C’è uno strano rumore
nella mia testa
che mi fa vivere
al contrario, rinchiuso
in un angolo
della stessa stanza
di quando ero
ancora bambino

Immagine articolo Fucine MuteNon è vero che da bambini si è più felici. Ci sono bambini che restano segnati. Ci sono infanzie che non finiscono mai, stanze dalle quali non si esce, ricordi che persistono, nodi che non si sciolgono. In qualcuno c’è un mondo a sé stante, dal quale un po’ non riesce a scappare e un po’ non vuole, perché l’altro mondo, quello delle persone normali (?), non è un cazzo bello e fa male (Suonano alla porta, se rispondo mi frantumo, quindi resto qui). Qualcuno, per qualche motivo, riceve questo non-dono, e non cambierà mai. Poi escono dei dischi come Un mondo in me e uno pensa che sia davvero immorale possedere qualcosa di così bello, proveniente però da tanto orrore quotidiano. Per fortuna, morale e arte sono distinte.

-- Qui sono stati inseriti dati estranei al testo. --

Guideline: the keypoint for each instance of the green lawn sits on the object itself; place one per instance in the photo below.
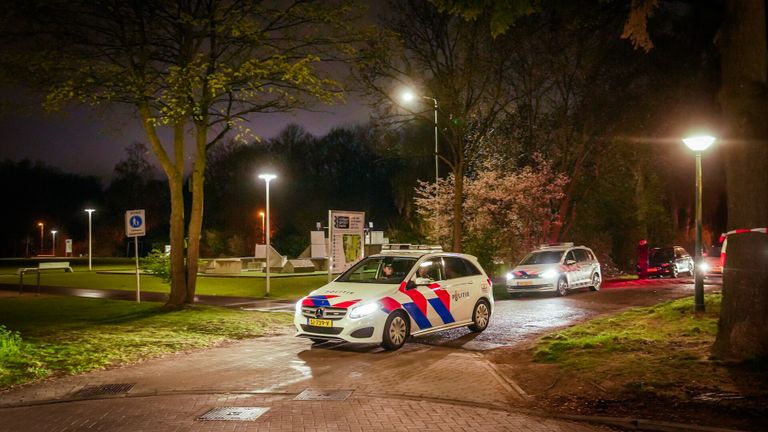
(45, 336)
(251, 284)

Com’era prevedibile, oltre che auspicabile, i Canaan hanno cercato di fare un disco con Gianni Pedretti dei Colloquio, che aveva preso parte con la sua voce, e una volta anche con un suo testo, agli ultimi due album del gruppo di Mauro Berchi. I Canaan possiedono una personalità spiccata, come si vede immediatamente dai cinque dischi da loro pubblicati e dalla loro ricchezza di linguaggi (dark/wave, ambient) che non diviene confusione ma diverso modo di esprimere pochi invariabili stati d’animo. I Colloquio sono una band wave (un po’ ricorda gli altri italiani Le Masque e un po’ i Depeche Mode) che rimane impressa per i testi in italiano e per la loro “autorialità”.

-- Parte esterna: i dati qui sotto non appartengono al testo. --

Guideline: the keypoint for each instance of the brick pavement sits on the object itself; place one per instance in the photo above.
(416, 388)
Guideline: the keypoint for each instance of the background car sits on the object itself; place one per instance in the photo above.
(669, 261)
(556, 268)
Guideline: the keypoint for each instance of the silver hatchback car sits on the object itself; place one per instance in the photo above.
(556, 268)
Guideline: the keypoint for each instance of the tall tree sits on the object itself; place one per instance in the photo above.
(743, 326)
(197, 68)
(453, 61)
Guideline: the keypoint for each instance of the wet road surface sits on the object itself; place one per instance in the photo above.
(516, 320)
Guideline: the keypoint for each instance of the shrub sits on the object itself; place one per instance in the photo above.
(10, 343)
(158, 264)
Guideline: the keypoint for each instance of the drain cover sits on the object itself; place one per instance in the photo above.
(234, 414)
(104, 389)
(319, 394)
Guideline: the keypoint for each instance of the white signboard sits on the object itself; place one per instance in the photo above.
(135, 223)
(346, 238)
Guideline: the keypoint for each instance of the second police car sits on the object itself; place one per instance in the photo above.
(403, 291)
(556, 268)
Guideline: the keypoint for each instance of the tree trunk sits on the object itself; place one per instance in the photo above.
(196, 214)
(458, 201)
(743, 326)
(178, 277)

Un mondo in me non sono i Canaan con Gianni che canta, bensì i Canaan e i Colloquio che provano a fare qualcosa insieme. Il suono liquido della chitarra e quello delle tastiere lasciano sempre intuire le influenze dark, quindi permettono collegamenti ad almeno uno dei due progetti originari, ma la sezione ritmica è stravolta, decostruita in studio e resa spezzata e soffocante, tanto da divenire uno dei tratti nuovi, caratterizzanti e memorabili del disco: una diversa e sfiancante pesantezza, che contribuisce molto a colorare tutto di grigio. Le stesse canzoni possono essere percepite come tali solo in senso lato, soprattutto grazie alla presenza carismatica di Gianni, perché la loro forma — anch’essa decostruita — non è mai quella classica: si ha la sensazione di essere di fronte al cantautore, ma non è (solo) così.
Per chi segue i Canaan la cosa non è del tutto sorprendente, alla luce dei nuovi metodi compositivi adottati con The Unsaid Words. Succede dunque un evento rarissimo: si sa dove collocare il lavoro, si sa chi lo compra, chi ne parla, ma non si riesce a citare una somiglianza e nulla sembra già detto da altri. Ogni brano è la parte di un tutto inscindibile e tragico, di conseguenza sarebbe inutile citarne uno in particolare che sia rappresentativo dal punto di vista testuale o musicale, ma è certo che i due scelti per il download siano tra gli episodi forti di Un mondo in me. Solo un consiglio: dopo che li avete scaricati, non accontentatevi e procuratevi anche il disco.